Qatanani has denied charges by Israeli military officials who told The Associated Press that he confessed to being a member of Hamas. In 2008, Qatanani’s lawyer gathered a Jewish rabbi, three Christian ministers, two sheriffs and a U.S. congressman to defend his client’s character.

The RadicalIslam.org site also identified three other Islamists on Christie’s panel.

They include Ahmed Shedeed, president of a fundamentalist mosque in Jersey City and a supporter of the Cairo-based international group the Muslim Brotherhood — which is the parent organization of Hamas.

The two other members are Mohammed Younes, the president of an Islamist political group, and Imam Abdul Basit, an imam at a mosque in New Brunswick.

Christie is navigating a tough re-election campaign in 2013, partly because of the recent storm damage to his state. The state’s Muslim power-brokers can sway a small but useful segment of the electorate into his column.
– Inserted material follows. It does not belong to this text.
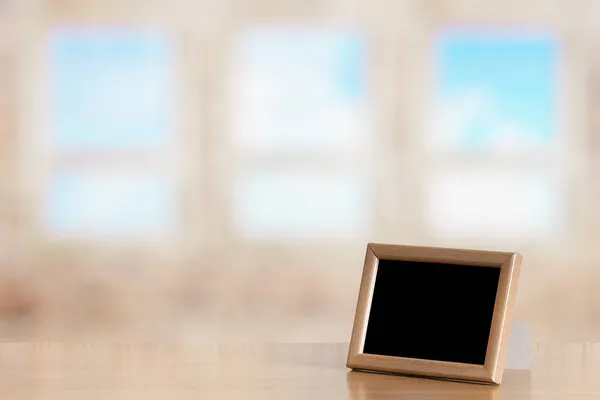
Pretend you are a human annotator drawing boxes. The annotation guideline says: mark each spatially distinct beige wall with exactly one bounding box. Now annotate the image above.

However, Christie’s repeated shout-outs to the Islamist power-brokers may cost him support among Americans — and GOP activists — worried about the reluctance of some Muslim leaders to integrate into U.S. society, and about their continued participation in the religious politics of the Arab world.

Other politicians have quickly resolved problems caused by poor vetting of immigrant Muslim political leaders. In August 2007, for example, Virginia’s Governor Tim Kaine fired one Muslim appointee hours after discovering his ties to Islamist groups.

Christie’s office did not respond to a request for comment.